The traditional merger and acquisition (M&A) route is still a strategy for growth and there are new approaches to M&A that merit examination.
There is some skepticism about M&A as a strategy, and when in-country mergers (and, even more so, cross-border mergers) are announced, there are typically three major challenges raised:
- Identifying meaningful synergies while avoiding value destruction
- Securing and realizing value from identified synergies
- Realizing the synergies on an announced timetable
It’s possible, however, that we have been looking at this through the wrong lens. Instead of realizing synergies once the deal is announced, perhaps more value can be realized before the announcement or in synchrony with the deal announcement.
Banks can act to make sure realization of value takes place more quickly and with more certainty.

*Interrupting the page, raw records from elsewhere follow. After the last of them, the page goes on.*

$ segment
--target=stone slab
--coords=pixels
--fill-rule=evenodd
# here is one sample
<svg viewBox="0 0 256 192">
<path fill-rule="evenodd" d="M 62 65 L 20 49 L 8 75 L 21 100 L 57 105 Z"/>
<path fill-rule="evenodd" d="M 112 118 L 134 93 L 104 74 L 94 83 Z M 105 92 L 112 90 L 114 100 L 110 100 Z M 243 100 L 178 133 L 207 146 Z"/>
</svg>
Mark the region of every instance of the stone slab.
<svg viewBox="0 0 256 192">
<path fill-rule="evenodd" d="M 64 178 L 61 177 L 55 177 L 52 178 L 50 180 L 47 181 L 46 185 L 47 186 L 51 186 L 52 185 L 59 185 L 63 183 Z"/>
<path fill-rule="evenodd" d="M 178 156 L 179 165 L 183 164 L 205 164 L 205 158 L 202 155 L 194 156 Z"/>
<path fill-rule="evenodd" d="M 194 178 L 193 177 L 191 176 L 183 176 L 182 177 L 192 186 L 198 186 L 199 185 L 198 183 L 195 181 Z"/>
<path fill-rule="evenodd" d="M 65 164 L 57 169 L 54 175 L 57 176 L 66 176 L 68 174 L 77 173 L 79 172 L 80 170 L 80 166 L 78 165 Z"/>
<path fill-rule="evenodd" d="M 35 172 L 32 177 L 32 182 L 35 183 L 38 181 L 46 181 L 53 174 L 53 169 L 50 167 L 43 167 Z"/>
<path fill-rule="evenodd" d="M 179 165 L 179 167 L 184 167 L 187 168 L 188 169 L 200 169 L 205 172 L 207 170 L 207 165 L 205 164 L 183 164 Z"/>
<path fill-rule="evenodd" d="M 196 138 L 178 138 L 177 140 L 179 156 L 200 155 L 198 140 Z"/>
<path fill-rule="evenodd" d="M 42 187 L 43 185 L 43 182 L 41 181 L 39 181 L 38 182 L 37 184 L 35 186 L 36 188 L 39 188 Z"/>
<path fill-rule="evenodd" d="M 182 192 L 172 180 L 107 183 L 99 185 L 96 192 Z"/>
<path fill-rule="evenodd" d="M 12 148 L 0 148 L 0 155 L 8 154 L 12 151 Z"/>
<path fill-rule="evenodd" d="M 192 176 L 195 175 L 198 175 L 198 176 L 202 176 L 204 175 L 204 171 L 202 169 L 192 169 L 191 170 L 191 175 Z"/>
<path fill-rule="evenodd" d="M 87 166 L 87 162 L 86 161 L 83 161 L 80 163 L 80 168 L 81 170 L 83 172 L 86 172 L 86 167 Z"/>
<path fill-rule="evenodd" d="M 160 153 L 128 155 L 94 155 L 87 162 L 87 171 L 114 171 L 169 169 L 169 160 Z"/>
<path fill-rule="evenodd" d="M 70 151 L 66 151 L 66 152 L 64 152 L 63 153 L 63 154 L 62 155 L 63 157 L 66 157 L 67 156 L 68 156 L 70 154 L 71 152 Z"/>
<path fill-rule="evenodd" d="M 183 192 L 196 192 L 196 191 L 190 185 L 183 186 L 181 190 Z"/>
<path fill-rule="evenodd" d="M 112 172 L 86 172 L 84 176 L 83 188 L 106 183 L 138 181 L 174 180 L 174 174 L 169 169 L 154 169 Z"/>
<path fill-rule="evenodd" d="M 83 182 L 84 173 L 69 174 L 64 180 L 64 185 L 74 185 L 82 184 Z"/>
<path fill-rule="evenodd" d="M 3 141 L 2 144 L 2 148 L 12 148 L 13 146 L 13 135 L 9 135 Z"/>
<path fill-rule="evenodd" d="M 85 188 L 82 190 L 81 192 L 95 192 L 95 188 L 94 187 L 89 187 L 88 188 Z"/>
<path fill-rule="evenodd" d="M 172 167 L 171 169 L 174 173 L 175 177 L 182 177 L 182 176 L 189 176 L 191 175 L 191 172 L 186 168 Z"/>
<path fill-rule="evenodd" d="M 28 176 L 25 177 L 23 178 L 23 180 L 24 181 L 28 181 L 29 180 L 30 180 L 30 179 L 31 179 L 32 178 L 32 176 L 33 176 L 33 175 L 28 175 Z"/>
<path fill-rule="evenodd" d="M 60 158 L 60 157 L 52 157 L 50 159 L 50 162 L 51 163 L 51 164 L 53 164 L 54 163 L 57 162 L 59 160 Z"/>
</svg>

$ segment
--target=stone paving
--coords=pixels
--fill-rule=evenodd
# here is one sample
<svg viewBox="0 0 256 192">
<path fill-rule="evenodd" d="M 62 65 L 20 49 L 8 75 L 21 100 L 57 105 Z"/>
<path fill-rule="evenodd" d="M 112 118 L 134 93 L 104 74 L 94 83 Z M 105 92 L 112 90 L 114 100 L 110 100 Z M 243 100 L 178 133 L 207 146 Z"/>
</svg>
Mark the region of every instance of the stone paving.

A great deal can be done before a deal is announced. Banks can enter into partnerships at the business level, as corporate banking activities can realize efficiencies within the same country or across multiple countries. We have noted, for example, Kepler Cheuvreux teaming with Unicredit Group on research and stock brokerage activities. Banks can also collaborate to create utilities, pooling resources in areas such as risk modeling, Know Your Customer (KYC), and purchasing to gain scale, create centers of expertise and realize value through the growth of the utility.

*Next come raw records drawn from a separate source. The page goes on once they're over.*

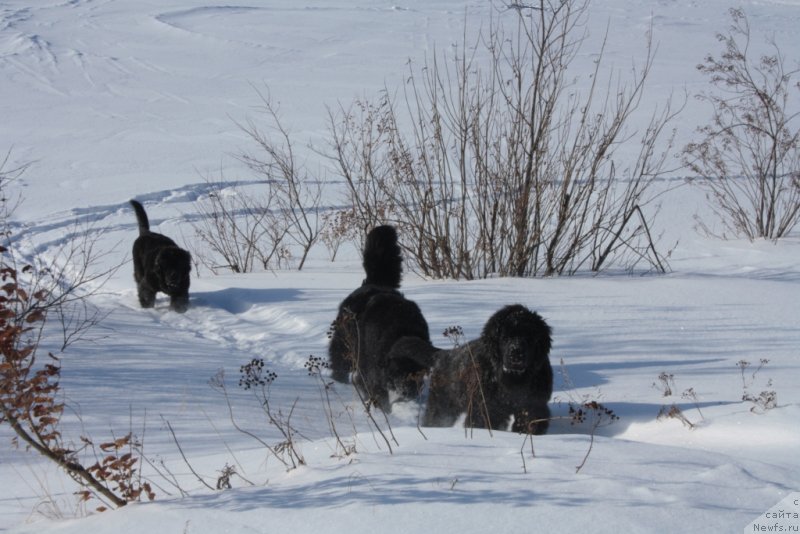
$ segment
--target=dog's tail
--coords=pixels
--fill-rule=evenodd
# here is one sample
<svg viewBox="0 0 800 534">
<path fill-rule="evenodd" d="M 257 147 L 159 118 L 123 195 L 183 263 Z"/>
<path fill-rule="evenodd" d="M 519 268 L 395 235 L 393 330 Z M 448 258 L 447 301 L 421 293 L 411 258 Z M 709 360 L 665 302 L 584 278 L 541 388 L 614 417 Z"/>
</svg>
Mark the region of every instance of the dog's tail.
<svg viewBox="0 0 800 534">
<path fill-rule="evenodd" d="M 394 226 L 376 226 L 364 245 L 364 284 L 398 288 L 403 278 L 403 255 Z"/>
<path fill-rule="evenodd" d="M 136 212 L 136 221 L 139 223 L 139 235 L 147 235 L 150 233 L 150 221 L 147 219 L 147 213 L 144 207 L 138 200 L 131 200 L 133 211 Z"/>
</svg>

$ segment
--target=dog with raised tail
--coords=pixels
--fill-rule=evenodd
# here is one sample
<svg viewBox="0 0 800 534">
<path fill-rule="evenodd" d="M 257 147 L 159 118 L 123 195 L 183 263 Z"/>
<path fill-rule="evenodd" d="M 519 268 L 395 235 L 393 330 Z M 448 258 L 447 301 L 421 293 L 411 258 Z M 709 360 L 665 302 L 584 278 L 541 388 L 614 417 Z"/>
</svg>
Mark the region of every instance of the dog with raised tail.
<svg viewBox="0 0 800 534">
<path fill-rule="evenodd" d="M 147 212 L 131 200 L 139 237 L 133 242 L 133 279 L 142 308 L 152 308 L 159 291 L 169 295 L 170 308 L 183 313 L 189 307 L 192 257 L 169 237 L 150 230 Z"/>
</svg>

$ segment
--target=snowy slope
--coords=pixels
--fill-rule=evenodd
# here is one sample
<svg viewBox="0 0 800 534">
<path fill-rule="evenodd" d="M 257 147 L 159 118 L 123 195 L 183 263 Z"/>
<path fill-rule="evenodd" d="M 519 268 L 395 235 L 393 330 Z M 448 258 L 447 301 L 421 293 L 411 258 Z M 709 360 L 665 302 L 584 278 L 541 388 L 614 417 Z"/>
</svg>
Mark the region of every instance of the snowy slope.
<svg viewBox="0 0 800 534">
<path fill-rule="evenodd" d="M 754 35 L 774 34 L 796 56 L 800 1 L 741 5 Z M 703 86 L 694 65 L 717 51 L 714 33 L 726 28 L 728 7 L 596 0 L 578 62 L 591 61 L 591 43 L 608 26 L 608 60 L 628 68 L 642 58 L 652 21 L 658 53 L 645 107 L 693 93 Z M 48 255 L 88 226 L 109 251 L 103 261 L 124 262 L 92 299 L 107 317 L 64 355 L 65 434 L 99 441 L 132 430 L 157 485 L 152 503 L 96 514 L 96 502 L 76 504 L 75 484 L 14 450 L 2 427 L 0 530 L 738 532 L 800 491 L 800 237 L 773 245 L 699 234 L 693 216 L 708 208 L 702 192 L 673 187 L 683 183 L 680 172 L 663 184 L 657 229 L 678 243 L 668 275 L 406 276 L 406 294 L 441 346 L 450 343 L 439 335 L 448 326 L 475 337 L 511 302 L 552 325 L 558 419 L 533 440 L 535 453 L 512 433 L 420 431 L 415 405 L 380 421 L 396 440 L 390 451 L 340 385 L 326 414 L 320 382 L 304 364 L 325 355 L 336 307 L 363 277 L 352 248 L 334 263 L 318 248 L 301 272 L 202 273 L 184 315 L 165 300 L 139 309 L 126 261 L 136 235 L 129 198 L 144 201 L 154 228 L 190 238 L 204 176 L 251 178 L 231 153 L 249 148 L 236 122 L 258 117 L 257 90 L 280 102 L 300 144 L 319 143 L 326 107 L 402 83 L 409 58 L 459 42 L 465 17 L 474 30 L 490 9 L 455 0 L 0 2 L 0 152 L 11 151 L 10 166 L 32 162 L 15 184 L 24 197 L 17 245 Z M 753 47 L 768 50 L 760 37 Z M 707 115 L 687 101 L 678 146 Z M 240 366 L 253 358 L 278 375 L 272 405 L 294 407 L 304 466 L 287 471 L 238 431 L 209 385 L 222 371 L 237 424 L 276 443 L 277 429 L 237 386 Z M 758 369 L 761 359 L 769 362 Z M 742 360 L 751 363 L 744 373 Z M 661 373 L 673 376 L 671 396 Z M 689 388 L 696 400 L 682 397 Z M 757 413 L 742 401 L 762 390 L 777 392 L 778 408 Z M 597 429 L 591 450 L 591 429 L 568 418 L 569 403 L 585 399 L 620 418 Z M 657 420 L 673 403 L 693 429 Z M 340 453 L 329 419 L 355 454 Z M 210 490 L 190 471 L 214 485 L 226 464 L 241 475 L 232 490 Z"/>
</svg>

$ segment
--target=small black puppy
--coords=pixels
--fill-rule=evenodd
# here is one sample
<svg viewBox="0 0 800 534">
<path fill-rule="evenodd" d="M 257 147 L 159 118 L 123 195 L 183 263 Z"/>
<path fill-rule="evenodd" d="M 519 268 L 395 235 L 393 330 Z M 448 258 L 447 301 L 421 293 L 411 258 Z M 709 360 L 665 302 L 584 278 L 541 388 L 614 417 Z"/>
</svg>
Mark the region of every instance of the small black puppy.
<svg viewBox="0 0 800 534">
<path fill-rule="evenodd" d="M 165 235 L 151 232 L 142 205 L 131 200 L 139 223 L 139 237 L 133 242 L 133 279 L 142 308 L 152 308 L 156 293 L 170 296 L 170 308 L 183 313 L 189 307 L 189 275 L 192 257 L 175 241 Z"/>
</svg>

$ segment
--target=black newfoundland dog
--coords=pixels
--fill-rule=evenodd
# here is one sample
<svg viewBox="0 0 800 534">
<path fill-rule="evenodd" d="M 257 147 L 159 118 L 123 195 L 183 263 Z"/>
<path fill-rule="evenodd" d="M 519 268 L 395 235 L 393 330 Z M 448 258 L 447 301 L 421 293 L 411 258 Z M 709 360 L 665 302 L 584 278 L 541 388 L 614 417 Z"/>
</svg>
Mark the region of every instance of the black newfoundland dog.
<svg viewBox="0 0 800 534">
<path fill-rule="evenodd" d="M 436 349 L 419 306 L 400 291 L 403 258 L 392 226 L 370 231 L 364 245 L 366 279 L 339 305 L 328 348 L 334 380 L 352 382 L 365 400 L 384 411 L 391 393 L 419 395 Z"/>
<path fill-rule="evenodd" d="M 170 296 L 170 308 L 183 313 L 189 307 L 189 253 L 165 235 L 151 232 L 142 205 L 131 200 L 139 223 L 139 237 L 133 242 L 133 278 L 142 308 L 152 308 L 156 293 Z"/>
<path fill-rule="evenodd" d="M 527 434 L 547 432 L 553 393 L 550 327 L 514 304 L 486 322 L 481 337 L 437 352 L 423 426 L 464 426 Z"/>
</svg>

Banks can also act to make sure realization of value takes place more quickly and with more certainty. For example, they can use outsourcing (application outsourcing or business process outsourcing) to secure a commitment from the outsourcing partner as to the value to be created. The outsourcing partner can receive part of the value up front; in some applications outsourcing cases, savings of 10 percent were agreed to and executed in the first year of the deal.
Data is another area of potential synergy. Banks can use analytics during the due diligence phase to assess the value of institutions’ combined data—and can start realizing this value during the pre-announcement phase. Depending on the types of products each of the banking entities carry, there could be upsell and/or cross-sell opportunities. There is also value in being able to bring together the customer data in a harmonized data set, looking at assets managed, revenue and products and conducting analytics on upsell and/or cross-sell opportunities, which can drive targeted marketing or bundling campaigns.
Finally, banks’ digital transformation will lead them to make their IT systems more agile and more modular: The greater the modularity, the easier the appropriation of those systems in the case of a merger and/or acquisition. Shifting from custom systems to packages, or even to Solution as a Service is a key accelerator of value realization.
Analysts have not yet factored this dimension into their evaluation of M&A, but it could increasingly change the market view of potential transactions, whether local or transnational.